Exponential decay curve fitting in numpy and scipy

I'm having a bit of trouble with fitting a curve to some data, but can't work out where I am going wrong.
In the past I have done this with numpy.linalg.lstsq for exponential functions and scipy.optimize.curve_fit for sigmoid functions. This time I wished to create a script that would let me specify various functions, determine parameters and test their fit against the data. While doing this I noticed that Scipy leastsq and Numpy lstsq seem to provide different answers for the same set of data and the same function. The function is simply y = e^(l*x) and is constrained such that y=1 at x=0.

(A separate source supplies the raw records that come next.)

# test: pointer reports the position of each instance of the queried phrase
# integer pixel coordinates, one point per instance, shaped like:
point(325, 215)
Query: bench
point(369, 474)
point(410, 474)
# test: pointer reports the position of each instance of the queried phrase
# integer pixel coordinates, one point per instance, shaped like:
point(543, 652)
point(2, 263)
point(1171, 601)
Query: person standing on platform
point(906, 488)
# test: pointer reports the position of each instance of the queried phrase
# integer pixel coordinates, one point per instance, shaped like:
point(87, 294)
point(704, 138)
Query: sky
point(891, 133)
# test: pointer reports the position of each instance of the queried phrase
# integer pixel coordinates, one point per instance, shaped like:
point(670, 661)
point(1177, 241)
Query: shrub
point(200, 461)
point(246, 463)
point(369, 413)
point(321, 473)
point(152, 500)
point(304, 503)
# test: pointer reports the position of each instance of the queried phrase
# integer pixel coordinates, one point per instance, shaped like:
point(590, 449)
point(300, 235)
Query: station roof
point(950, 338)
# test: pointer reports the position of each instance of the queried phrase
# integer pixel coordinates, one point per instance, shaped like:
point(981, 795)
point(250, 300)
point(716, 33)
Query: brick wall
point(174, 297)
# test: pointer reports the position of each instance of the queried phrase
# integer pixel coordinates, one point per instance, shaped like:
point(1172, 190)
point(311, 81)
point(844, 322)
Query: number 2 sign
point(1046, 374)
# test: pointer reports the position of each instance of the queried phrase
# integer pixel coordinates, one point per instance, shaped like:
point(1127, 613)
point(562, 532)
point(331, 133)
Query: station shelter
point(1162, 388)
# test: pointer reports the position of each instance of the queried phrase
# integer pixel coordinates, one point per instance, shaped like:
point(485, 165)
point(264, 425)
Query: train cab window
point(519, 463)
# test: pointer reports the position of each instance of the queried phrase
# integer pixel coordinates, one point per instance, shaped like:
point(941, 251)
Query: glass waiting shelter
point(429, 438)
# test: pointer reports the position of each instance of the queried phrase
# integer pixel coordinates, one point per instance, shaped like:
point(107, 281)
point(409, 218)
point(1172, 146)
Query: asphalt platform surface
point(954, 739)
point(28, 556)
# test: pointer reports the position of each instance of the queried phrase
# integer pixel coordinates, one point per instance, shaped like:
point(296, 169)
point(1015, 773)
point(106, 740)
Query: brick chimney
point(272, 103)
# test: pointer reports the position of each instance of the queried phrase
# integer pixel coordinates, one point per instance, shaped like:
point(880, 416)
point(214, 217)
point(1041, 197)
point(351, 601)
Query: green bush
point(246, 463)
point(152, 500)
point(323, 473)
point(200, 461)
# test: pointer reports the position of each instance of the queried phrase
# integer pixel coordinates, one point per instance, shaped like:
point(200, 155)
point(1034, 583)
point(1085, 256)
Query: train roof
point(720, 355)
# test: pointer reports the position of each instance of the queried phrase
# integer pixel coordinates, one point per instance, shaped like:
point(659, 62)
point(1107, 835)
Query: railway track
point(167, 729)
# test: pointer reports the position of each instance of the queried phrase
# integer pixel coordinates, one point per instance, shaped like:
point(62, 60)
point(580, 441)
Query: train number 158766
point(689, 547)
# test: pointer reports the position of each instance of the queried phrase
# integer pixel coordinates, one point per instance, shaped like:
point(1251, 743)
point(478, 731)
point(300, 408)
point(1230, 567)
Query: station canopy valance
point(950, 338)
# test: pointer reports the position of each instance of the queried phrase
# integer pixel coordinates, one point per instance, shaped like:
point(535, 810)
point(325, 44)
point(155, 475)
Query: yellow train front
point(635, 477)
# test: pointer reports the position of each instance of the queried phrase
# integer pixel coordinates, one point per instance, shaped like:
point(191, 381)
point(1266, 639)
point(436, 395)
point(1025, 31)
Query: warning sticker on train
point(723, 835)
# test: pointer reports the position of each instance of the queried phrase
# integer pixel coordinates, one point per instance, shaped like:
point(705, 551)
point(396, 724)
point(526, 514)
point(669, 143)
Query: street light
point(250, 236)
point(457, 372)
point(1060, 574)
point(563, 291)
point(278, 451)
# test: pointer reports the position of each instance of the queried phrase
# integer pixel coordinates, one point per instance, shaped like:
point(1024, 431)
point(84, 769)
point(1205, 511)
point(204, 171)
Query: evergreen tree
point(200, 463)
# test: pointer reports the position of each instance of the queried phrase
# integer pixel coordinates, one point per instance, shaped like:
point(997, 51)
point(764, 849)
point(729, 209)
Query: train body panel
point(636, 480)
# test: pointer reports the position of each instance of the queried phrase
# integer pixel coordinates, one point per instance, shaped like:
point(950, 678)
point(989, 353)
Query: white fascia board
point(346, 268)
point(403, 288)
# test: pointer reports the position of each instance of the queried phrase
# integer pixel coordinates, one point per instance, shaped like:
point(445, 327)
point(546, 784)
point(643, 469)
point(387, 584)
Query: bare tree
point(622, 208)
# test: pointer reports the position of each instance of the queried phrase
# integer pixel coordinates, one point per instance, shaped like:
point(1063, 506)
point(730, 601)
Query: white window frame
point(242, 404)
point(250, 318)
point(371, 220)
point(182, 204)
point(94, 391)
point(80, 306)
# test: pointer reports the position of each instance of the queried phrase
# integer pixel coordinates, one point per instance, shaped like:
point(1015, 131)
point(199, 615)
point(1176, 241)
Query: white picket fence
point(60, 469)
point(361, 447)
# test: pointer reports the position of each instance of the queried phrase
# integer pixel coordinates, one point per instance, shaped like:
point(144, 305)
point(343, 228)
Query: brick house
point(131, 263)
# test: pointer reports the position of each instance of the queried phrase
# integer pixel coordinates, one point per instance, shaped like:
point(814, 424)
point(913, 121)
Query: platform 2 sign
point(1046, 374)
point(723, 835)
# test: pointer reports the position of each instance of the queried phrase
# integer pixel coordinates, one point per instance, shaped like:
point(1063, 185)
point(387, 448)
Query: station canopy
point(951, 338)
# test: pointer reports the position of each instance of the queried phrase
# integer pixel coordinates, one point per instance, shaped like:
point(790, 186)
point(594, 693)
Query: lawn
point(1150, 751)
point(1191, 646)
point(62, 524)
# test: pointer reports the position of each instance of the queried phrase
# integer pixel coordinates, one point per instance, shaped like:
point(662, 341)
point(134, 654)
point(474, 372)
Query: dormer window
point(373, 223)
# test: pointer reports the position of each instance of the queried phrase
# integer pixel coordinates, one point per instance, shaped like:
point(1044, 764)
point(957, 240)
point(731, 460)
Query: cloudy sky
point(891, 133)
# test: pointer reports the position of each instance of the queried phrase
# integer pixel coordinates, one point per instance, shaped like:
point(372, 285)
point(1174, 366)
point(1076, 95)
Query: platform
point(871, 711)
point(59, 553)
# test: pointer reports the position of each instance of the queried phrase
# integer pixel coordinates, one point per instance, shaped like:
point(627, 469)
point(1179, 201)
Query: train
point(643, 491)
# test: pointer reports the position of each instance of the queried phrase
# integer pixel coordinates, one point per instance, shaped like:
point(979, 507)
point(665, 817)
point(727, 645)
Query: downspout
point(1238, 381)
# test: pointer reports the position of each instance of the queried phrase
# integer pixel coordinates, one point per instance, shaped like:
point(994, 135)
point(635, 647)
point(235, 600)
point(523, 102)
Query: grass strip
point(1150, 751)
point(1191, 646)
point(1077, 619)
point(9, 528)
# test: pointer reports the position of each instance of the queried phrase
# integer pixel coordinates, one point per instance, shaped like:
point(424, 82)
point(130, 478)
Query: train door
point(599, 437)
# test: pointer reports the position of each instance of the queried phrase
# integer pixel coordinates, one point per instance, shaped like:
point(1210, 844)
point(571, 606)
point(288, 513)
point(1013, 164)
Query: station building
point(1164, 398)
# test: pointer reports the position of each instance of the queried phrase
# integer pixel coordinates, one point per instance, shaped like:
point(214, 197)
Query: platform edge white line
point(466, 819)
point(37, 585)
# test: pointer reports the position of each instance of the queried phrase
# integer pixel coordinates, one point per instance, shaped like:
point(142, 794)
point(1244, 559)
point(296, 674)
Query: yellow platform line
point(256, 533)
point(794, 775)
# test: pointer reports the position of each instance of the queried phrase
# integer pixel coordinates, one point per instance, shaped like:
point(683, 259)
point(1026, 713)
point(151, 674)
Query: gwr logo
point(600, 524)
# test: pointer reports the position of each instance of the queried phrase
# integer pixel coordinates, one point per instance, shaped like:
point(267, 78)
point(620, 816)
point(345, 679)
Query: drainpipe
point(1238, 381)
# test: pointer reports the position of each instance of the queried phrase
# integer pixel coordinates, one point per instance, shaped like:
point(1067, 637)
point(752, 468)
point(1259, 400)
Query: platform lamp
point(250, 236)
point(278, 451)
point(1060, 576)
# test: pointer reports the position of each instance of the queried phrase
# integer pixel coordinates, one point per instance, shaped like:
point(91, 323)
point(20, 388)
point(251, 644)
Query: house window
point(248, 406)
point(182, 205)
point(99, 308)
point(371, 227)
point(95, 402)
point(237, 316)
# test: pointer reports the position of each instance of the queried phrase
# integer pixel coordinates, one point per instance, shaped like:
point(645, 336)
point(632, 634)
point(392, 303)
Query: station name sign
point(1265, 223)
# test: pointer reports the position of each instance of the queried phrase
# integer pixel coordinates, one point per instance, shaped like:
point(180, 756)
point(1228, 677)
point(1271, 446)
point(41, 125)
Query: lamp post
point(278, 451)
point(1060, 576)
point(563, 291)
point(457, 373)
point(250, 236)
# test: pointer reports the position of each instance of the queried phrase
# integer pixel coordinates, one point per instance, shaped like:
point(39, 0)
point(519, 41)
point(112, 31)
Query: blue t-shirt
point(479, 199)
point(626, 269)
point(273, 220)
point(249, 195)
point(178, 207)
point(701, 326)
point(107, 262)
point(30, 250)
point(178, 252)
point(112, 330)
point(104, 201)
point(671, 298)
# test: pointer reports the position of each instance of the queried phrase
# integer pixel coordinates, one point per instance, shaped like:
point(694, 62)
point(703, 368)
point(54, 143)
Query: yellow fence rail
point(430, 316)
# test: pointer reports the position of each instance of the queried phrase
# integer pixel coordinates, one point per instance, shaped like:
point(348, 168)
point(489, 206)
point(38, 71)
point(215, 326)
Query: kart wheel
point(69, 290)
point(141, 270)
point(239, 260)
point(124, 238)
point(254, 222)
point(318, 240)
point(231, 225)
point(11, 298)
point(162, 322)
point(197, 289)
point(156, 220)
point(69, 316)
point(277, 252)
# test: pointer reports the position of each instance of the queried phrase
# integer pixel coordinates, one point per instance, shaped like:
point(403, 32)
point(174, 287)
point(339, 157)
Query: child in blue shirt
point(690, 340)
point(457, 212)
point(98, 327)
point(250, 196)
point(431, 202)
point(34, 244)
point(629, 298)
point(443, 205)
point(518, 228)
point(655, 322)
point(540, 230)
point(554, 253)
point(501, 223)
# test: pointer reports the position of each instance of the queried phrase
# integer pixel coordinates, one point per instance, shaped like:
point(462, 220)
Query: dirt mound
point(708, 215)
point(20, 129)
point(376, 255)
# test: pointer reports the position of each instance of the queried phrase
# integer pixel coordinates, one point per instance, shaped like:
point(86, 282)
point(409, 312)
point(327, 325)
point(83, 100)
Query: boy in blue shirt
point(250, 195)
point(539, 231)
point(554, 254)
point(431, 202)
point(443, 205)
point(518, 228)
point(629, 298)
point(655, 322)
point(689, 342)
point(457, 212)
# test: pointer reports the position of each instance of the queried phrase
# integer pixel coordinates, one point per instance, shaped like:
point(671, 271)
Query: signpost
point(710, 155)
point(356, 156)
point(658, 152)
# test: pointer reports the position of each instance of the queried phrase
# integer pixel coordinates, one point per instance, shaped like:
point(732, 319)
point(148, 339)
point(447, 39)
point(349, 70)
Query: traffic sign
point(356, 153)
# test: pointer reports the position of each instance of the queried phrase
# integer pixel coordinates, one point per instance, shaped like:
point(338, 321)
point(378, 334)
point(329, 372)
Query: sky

Excel trend line agrees with the Numpy lstsq result, but as Scipy leastsq is able to take any function, it would be good to work out what the problem is.
import scipy.optimize as optimize
import numpy as np
import matplotlib.pyplot as plt
## Sampled data
x = np.array([0, 14, 37, 975, 2013, 2095, 2147])
y = np.array([1.0, 0.764317544, 0.647136491, 0.070803763, 0.003630962, 0.001485394, 0.000495131])
# function
fp = lambda p, x: np.exp(p*x)
# error function
e = lambda p, x, y: (fp(p, x) - y)
# using scipy least squares
l1, s = optimize.leastsq(e, -0.004, args=(x,y))
print l1
# [-0.0132281]
# using numpy least squares
l2 = np.linalg.lstsq(np.vstack([x, np.zeros(len(x))]).T,np.log(y))[0][0]
print l2
# -0.00313461628963 (same answer as Excel trend line)
# smooth x for plotting
x_ = np.arange(0, x[-1], 0.2)
plt.figure()
plt.plot(x, y, 'rx', x_, fp(l1, x_), 'b-', x_, fp(l2, x_), 'g-')
plt.show()
Edit - additional information
The MWE above includes a small sample of the dataset. When fitting the actual data the scipy.optimize.curve_fit curve presents an R^2 of 0.82, while the numpy.linalg.lstsq curve, which is the same as that calculated by Excel, has an R^2 of 0.41.
You are minimizing different error functions.
When you use numpy.linalg.lstsq, the error function being minimized is
np.sum((np.log(y) - p * x)**2)
while scipy.optimize.leastsq minimizes the function
np.sum((y - np.exp(p * x))**2)
The first case requires a linear dependency between the dependent and independent variables, but the solution is known analitically, while the second can handle any dependency, but relies on an iterative method.
On a separate note, I cannot test it right now, but when using numpy.linalg.lstsq, I you don't need to vstack a row of zeros, the following works as well:
l2 = np.linalg.lstsq(x[:, None], np.log(y))[0][0]
To expound a bit on Jaime's point, any non-linear transformation of the data will lead to a different error function and hence to different solutions. These will lead to different confidence intervals for the fitting parameters. So you have three possible criteria to use to make a decision: which error you want to minimize, which parameters you want more confidence in, and finally, if you are using the fitting to predict some value, which method yields less error in the interesting predicted value. Playing around a bit analytically and in Excel suggests that different kinds of noise in the data (e.g. if the noise function scales the amplitude, affects the time-constant or is additive) leads to different choices of solution.
I'll also add that while this trick "works" for exponential decay to 0, it can't be used in the more general (and common) case of damped exponentials (rising or falling) to values that cannot be assumed to be 0.